For some of our Services, the Holy Communion is a weekly experience. Others have it fortnightly. Why do we celebrate the Communion at all?

For a start, this is a tradition handed down to us. Paying attention to the words of Scripture, St Paul said, "For I received from the Lord what I also delivered to you…” (v 23). And He went on to speak of an event, not just a teaching. It was one where on the night our Lord Jesus was betrayed, he took bread and broke it, he took the cup and drank it, saying this bread is my body for you, this cup is the new covenant in my blood, do this in remembrance of me.” That for the disciples later, this act, indolent with his cross-sacrifice, was obvious.

What was Paul’s specific instruction? The phrase “Do this in remembrance of me” can be translated “Do or make this as my memorial.” We are not just given something to say. We are not given form of words. We are given an action, something to do or perform. And as we do so, we continue to proclaim the Lord’s death until He comes.
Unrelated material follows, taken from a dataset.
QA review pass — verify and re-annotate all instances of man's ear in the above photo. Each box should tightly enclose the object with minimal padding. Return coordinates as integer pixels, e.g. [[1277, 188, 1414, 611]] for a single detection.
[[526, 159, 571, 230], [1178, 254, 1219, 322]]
In this “in-between times”, we continue what was handed down to us from the apostles.

However, this Christian tradition is much more than just a past memory or pious nostalgia. The word remember, or anamnesis, is significant.

Research into the Old Testament way of understanding God’s works in the past as the Jews celebrate them in the present through rituals can be helpful. In this respect, the continuing Jewish celebration of the Passover meal is an example. Anamnesis is an "objective memorial” where, as one celebrates the past, God’s saving acts continue to be effective in the present. The benefits of his death and resurrection are received and experienced in the here and now by faith with thanksgiving; yet, the historical event remains "once for all" and never repeated. This is made abundantly clear in Scriptures (see Romans 6:9-10, Heb 9:25-28). It is not a repeated death; Jesus is not re-sacrificed.
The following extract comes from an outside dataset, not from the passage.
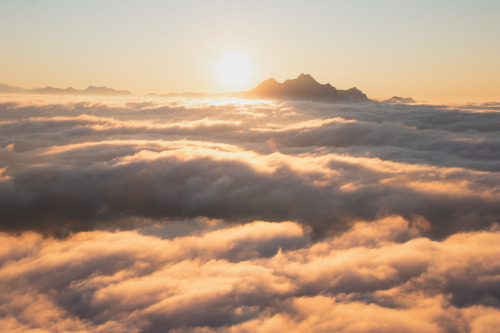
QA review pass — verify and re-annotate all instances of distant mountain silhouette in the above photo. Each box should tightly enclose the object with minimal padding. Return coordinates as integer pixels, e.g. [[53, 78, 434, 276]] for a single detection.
[[0, 83, 132, 96], [384, 96, 416, 103], [241, 74, 370, 102], [0, 83, 29, 94]]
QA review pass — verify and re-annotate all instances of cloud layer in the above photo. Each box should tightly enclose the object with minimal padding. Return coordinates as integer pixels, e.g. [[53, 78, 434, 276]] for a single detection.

Yet, it is not just a psychological recall either. The unanimous tradition of the Church (in the east and west) in the first millennial testify to this: it is an active memorial, where we appropriate for ourselves what Christ had given to us in the past, and is still giving. In this sense, he is the true celebrant at every communion. It is something enlivened by the Spirit as we meet as his people and gather in His Name. We are united with him and enter into the mysteries of His death and resurrection. We centre our lives on it. In so doing, we also offer our own lives for His Service, remembering that at the heart of the Christian faith is self-sacrifice.

Instead, at every Communion, let’s re-centre our lives on the heart of what Christ had timelessly done for us: His saving act for our holy reconciliation and our future hope for a wholly reconciliation.